As for Hermione not returning Ron's crush, I felt, from GoF on, that she did, if only because she usually got her knickers in a knot whenever another girl paid attention to him or vice versa.
I agree with you. I was just making the point that Ron didn't have much to go on and the little he had was definitely not a clear ask-the-girl-out message. He didn't necessarily see or understand the times you mentioned where Hermione's jealousy was evident. I think Hermione's response to the perfume Christmas present of OOTP is indicative. She gushes about Harry's present, a book, but merely says something like "The perfume is unusual, Ron" with little apparent enthusiasm. Now I imagine unusual was a polite way of saying terrible, but she dismisses the thought behind the perfume as well, which suggests Ron realizes she is a girl. Taken as a whole, Hermione did nothing that would suggest to Ron he ought to make a move that could potentially damage their friendship.
I figured it had to be jealousy because the alternative, that her opinion of Ron is so low that the idea of him getting any kind of female attention literally drives her to anger, is just too nasty. IMO, she would have to really hate him, platonically or otherwise, to feel that way.
Yeah, that would say absolutely nothing good about Hermione's character. I've even come across some H/Hr shippers that seem to think Hermione's behavior in HBP was driven by frustration at his immaturity.
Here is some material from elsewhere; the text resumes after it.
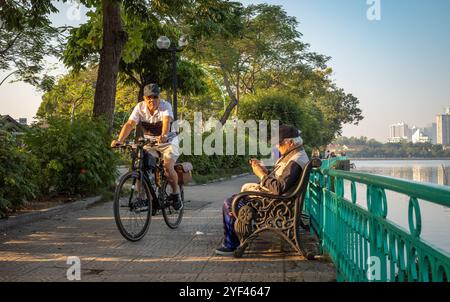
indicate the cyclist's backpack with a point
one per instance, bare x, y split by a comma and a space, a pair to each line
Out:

The idea that after HBP she would turn out to have been pining for Harry or Draco or someone else the entire time would render her character unforgivable and unredeemable to me.
I feel the same. I just unlocked this post from a ship debate thread in which I went through HBP finding all the examples that, taken as a whole, would need a lot of explaining if the series turned out to be H/Hr. If Hermione has been pining away her treatment of Ron is completely horrible and says absolutely nothing good about her character. There is a certain segment of H/Hr shippers that still feel the series will end in H/Hr and that all the R/Hr stuff is a red herring. I don't understand how they would even want Hermione to end up with Harry if she's been that awful to someone she doesn't fancy but supposedly likes as a close friend. Unforgivable and unredeemable are apt words.